Bug #5855
closedinconsistent treatment of 8 bit characters in US-ASCII
Description
=begin
Does Ruby allow 8 bit characters (127-255) in a US-ASCII encoded string, or not?
"\u{80}".encode("US-ASCII")      #=> Encoding::UndefinedConversionError
0x80.chr("US-ASCII")             #=> "\x80" (US-ASCII encoding)
"".encode("US-ASCII") << 128     #=> "\x80" (US-ASCII encoding)
"".encode("US-ASCII") << 128.chr #=> "\x80" (ASCII-8BIT encoding)
=end
        
           Updated by naruse (Yui NARUSE) almost 14 years ago
          Updated by naruse (Yui NARUSE) almost 14 years ago
          
          
        
        
      
      - Status changed from Open to Rejected
U+0080 of Unicode can't be mapped to 0x80 of US-ASCII.
In US-ASCII, the codepoint 0x80 exists, but doesn't define any character.
        
           Updated by john_firebaugh (John Firebaugh) almost 14 years ago
          Updated by john_firebaugh (John Firebaugh) almost 14 years ago
          
          
        
        
      
      Unless MRI has some non-standard definition of the term "codepoint", your second statement is incorrect. In US-ASCII, the codepoint 0x80 does not exist.
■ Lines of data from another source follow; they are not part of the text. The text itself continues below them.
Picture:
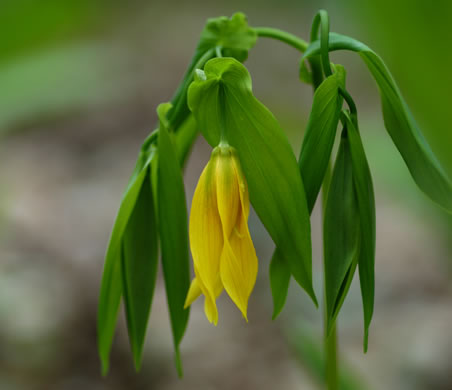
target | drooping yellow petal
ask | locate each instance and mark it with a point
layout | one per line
(210, 307)
(206, 238)
(193, 294)
(238, 267)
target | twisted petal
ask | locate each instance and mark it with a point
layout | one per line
(206, 241)
(238, 264)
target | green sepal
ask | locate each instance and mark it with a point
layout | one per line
(423, 165)
(172, 218)
(222, 101)
(111, 286)
(279, 273)
(366, 205)
(139, 259)
(341, 233)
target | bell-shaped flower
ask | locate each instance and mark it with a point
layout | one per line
(220, 242)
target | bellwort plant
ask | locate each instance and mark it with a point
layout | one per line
(253, 162)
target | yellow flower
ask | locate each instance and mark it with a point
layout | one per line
(220, 242)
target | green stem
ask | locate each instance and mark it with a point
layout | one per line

IMO, any operation that attempts to produce a US-ASCII string containing 0x80 should either fail (like "\u{80}".encode("US-ASCII")) or promote to ASCII-8BIT (like "".encode("US-ASCII") << 128.chr). So I believe the middle two examples are incorrect.
        
           Updated by naruse (Yui NARUSE) almost 14 years ago
          Updated by naruse (Yui NARUSE) almost 14 years ago
          
          
        
        
      
      - Tracker changed from Bug to Feature
- Status changed from Rejected to Assigned
- Assignee set to naruse (Yui NARUSE)
IMO, any operation that attempts to produce a US-ASCII string containing 0x80 should either fail (like "\u{80}".encode("US-ASCII")) or
promote to ASCII-8BIT (like "".encode("US-ASCII") << 128.chr). So I believe the middle two examples are incorrect.
In other words,
"\u{80}".encode("US-ASCII") #=> Encoding::UndefinedConversionError
For exapmle \u00A3, Pound Sign, US-ASCII clearly doesn't include it.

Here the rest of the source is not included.